Concrètement, en quoi consiste cette fusion ? Au niveau de la base, on trouve d’une part la concentration de la propriété toujours plus restreinte, afin de faciliter le profit des classes dominantes, tandis que d’autre part, il faudra spécialiser et diviser toujours plus le travail en lui-même, là aussi afin d’accélérer le profit en dévalorisant toujours plus le travail et le salaire. Cette fusion TF1-M6 n’est que le commencement de ce processus pour ces deux chaînes, mais il suffit de regarder les intérêts médiatiques du groupe monopolistique de Xavier Niel, où se côtoient Télérama, Le Monde, ou encore l’Obs. En concentrant les intérêts, tout en spécifiant toujours plus le travail, au sein des moyens de communications, un monopole fait d’une pierre deux coups : du profit économique, et une position plus forte politiquement et idéologiquement. Ces exemples nous démontrent donc deux choses à ne pas oublier : la restructuration des classes dominantes et leurs conflits se jouent également au niveau des appareils de communication, en créant de véritables « blocs » pouvant, par exemple en France, se compter au niveau de six ou sept.

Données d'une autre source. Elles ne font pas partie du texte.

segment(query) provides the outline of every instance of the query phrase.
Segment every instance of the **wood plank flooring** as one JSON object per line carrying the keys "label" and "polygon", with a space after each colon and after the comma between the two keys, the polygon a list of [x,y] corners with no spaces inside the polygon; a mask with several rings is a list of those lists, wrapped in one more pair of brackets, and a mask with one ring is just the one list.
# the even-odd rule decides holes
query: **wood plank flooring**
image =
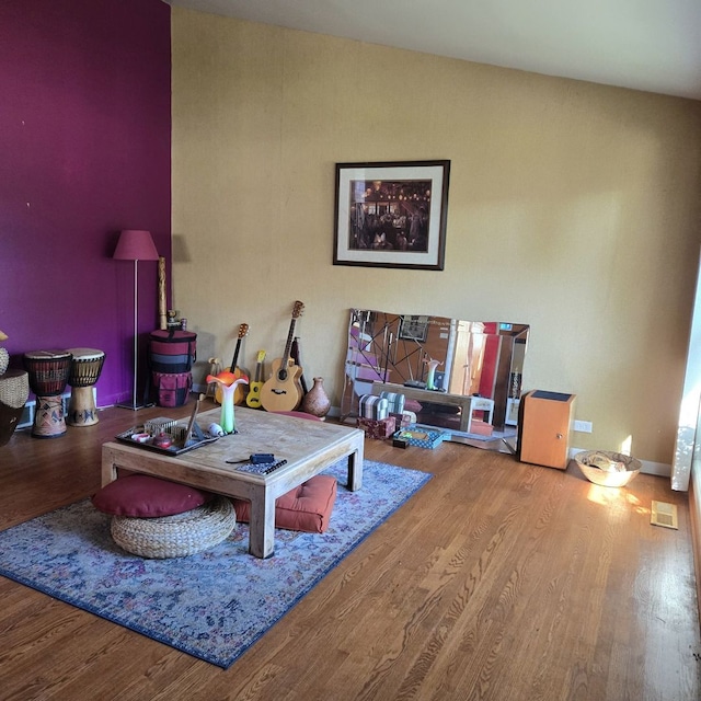
{"label": "wood plank flooring", "polygon": [[[209,400],[208,400],[209,401]],[[204,409],[208,409],[206,405]],[[100,447],[135,416],[0,448],[0,528],[100,486]],[[0,698],[554,701],[701,698],[687,495],[625,490],[508,455],[366,441],[434,474],[230,669],[0,577]],[[679,530],[650,525],[652,499]]]}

N’est-ce pas la l’un des meilleurs exemples de l’existence d’une dictature du capital ? Au sens propre du terme, puisque l’information, la fameuse «  liberté d’expression et d’opinions » dont se vantent tant la démocratie bourgeoise, est en fait contrôlée et organisée par une poignée de personnes. Pour paraphraser la fameuse phrase de Lénine : « La liberté dans la société capitaliste reste toujours à peu près la même que dans les anciennes républiques grecques: la liberté pour les propriétaires d’esclaves », nous pouvons donc en dire tout autant de la liberté d’information : liberté de ceux qui en ont les moyens, pas des masses.